Il loro obiettivo, ancor prima degli
stessi attentati dell’11 settembre 2001, era la rimozione di Saddam
Hussein ma per poterlo raggiungere era necessario fabbricare un pretesto
valido, così da superare la profonda opposizione popolare nei confronti
di una nuova guerra in Medio Oriente.
Per fare ciò, il governo di Washington poté contare su una stampa
“mainstream” ben disposta a fare da cassa di risonanza alla propaganda
ufficiale.
Nessun
“errore” ci fu, quindi.

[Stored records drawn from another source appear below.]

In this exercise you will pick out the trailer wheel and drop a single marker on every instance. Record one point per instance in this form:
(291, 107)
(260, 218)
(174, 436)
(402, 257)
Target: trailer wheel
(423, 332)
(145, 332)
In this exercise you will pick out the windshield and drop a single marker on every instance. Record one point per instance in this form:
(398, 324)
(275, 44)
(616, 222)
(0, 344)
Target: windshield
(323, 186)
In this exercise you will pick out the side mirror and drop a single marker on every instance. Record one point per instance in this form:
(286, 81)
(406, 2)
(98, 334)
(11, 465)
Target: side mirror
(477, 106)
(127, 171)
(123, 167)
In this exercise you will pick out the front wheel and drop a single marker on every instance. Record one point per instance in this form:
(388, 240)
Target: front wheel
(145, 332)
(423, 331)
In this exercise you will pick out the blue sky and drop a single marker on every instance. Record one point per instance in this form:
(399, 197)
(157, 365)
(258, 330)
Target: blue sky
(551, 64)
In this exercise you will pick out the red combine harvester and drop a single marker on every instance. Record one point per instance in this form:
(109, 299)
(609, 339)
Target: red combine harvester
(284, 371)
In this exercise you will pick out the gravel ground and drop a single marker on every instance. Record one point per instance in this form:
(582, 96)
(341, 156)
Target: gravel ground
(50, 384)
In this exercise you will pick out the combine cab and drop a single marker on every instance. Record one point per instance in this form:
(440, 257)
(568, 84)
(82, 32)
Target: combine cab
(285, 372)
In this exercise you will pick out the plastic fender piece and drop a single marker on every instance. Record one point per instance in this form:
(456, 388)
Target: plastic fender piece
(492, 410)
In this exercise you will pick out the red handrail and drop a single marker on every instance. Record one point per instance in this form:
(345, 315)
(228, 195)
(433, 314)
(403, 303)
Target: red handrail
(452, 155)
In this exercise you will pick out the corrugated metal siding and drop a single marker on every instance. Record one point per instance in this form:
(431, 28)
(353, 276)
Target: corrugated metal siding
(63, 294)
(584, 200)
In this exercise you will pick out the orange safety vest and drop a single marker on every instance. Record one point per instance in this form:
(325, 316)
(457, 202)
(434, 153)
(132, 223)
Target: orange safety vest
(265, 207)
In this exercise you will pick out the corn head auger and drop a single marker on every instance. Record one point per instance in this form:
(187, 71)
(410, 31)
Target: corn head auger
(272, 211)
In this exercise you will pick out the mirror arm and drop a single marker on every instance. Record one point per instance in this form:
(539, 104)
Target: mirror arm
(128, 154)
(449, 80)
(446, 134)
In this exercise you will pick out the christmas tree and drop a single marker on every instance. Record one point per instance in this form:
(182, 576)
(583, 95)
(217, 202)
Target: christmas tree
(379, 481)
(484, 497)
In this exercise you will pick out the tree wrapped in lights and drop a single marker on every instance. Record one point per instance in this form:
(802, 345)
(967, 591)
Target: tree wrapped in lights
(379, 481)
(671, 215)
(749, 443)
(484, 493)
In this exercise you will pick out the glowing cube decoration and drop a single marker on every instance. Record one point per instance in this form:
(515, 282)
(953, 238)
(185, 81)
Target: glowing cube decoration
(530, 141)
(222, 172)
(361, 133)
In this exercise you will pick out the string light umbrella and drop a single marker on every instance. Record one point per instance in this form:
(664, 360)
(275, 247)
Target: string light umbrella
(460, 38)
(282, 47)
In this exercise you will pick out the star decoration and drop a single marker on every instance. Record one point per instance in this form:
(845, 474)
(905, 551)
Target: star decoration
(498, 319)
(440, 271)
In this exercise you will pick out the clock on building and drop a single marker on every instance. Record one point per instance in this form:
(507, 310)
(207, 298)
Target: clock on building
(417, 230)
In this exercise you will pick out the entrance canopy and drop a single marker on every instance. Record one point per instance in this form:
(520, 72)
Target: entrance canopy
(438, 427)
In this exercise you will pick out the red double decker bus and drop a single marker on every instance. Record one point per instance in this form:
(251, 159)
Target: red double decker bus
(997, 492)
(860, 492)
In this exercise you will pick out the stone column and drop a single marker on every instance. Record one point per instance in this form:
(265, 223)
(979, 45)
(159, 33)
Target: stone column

Piuttosto, i servizi segreti non fecero altro
che consegnare all’amministrazione Bush quello che quest’ultima voleva e
le finte “prove” create ad arte della colpevolezza di Saddam sarebbero
state in seguito accettate per buone da praticamente tutta la classe
politica d’oltreoceano, da Jeb Bush a Hillary Clinton.
Che i
candidati alla presidenza degli Stati Uniti nelle prossime elezioni
continuino a convalidare questa tesi rappresenta una grave minaccia per
la popolazione americana, così come per quelle mediorientali e di tutto
il pianeta. Il governo americano, come ha già fatto peraltro più di una
volta dopo la distruzione dell’Iraq, sarà infatti pronto a costruire
prove inventate di presunti crimini per aggredire paesi rivali, chiunque
sia il prossimo inquilino della Casa Bianca.